August 20, 2007
Today GigaOM announced that some Indian company created “Bucket Explorer” - a first File Browser / File Explorer tool written specifically for Amazon S3 service (Amazon’s web storage service).
This is yet another news, showing how popular Amazon Web Services are recently becoming - at least among some companies out there. The fact that AWS is gaining it’s momentum is not a big surprise - the company made a brilliant move when they announced a line of their WebServices scoring a great amount of excitement among some IT professionals with their products like S3 (cheap, redundant online storage) and EC2 (computing grid system on-demand). And it is true - those products are not only very aggressively priced but also offers a great deal when it comes to almost instant scalability for some web businesses. In short, there’s no doubt that AWS are not only brilliant piece of engineering, but also an excellent product with some great potentials to be used by many web companies…

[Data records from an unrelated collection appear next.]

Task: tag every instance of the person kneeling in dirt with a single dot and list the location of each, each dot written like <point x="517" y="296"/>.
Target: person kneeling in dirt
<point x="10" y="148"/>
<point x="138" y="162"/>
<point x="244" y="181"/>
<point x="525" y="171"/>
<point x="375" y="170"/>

But apart from the technical or usable point of view, one cannot forget the business side of one’s project - and when it comes to business and risk management, things suddenly doesn’t look that good anymore.
Take Amazon S3 (storage) service - it can be used by companies to provide cheap, redundant and fast storage for big files and data sets. One could e.g. have only one web server with main web application (website) and use external storage (Amazon S3) for all the big and chunky files. The Amazon S3 is suppose to be very reliable - scoring at least 99,99% of uptime.
In April 2006, Amazon’s S3 was unavailable for nearly 7h. Same thing happened in January 2007. For anyone using Amazon S3 as business outlet, this was most likely a serious business problem (similar to skype outage which we have seen in a last couple of days). But for those who would try to “get some justice” from Amazon over their system failure, there was a nasty surprise out there - the “Terms and Conditions” (read the fine print!):
“We further reserve the right to discontinue Amazon Web Services, any Services, or any portion or feature thereof for any reason and at any time in our sole discretion. Upon any termination or notice of any discontinuance, you must immediately stop your use of the applicable Service(s), and delete all Amazon Properties in your possession or control (including from your Application and your servers). Sections 3, 5, 8 - 12, any definitions that are necessary to give effect to the foregoing provisions, and any payment obligations will survive any termination of this Agreement and will continue to bind you and us in accordance with their terms.”
Reading such statement must have been kind of a shock for some - but nevertheless, even now there’s a lot of companies out there which will want to use Amazon as their business services provider - the question is, at what price?
I don’t want to say here that AWS is unreliable and you shouldn’t base your service on it. All I want to say is that one needs to think about risks it brings to your business. Can you suffer major several-hour downtime? If not, don’t base your core services on external services like AWS. Avoid putting all eggs into one basket and always push for fully redundant solutions. AWS in itself is not a bad engineering - in fact, its brilliant engineering. But like everything around us - it fails sometimes. Using AWS as ONE of the (many) resources (that you use) is much better way to use it than making it responsible for 100% of your web infrastructure… Are you using S3 as storage solution? Good, but don’t forget to make a second copy of all those files somewhere else as well. Using EC2 as your default scalability solution? Great, but have a “disaster” option (like 2nd, redundant server) somewhere else as well. When things will go nasty, you cannot trust people who say that you.. cannot trust them! (and that’s what they say in T’s and C’s of AWS - at least thats how it sounds for me!).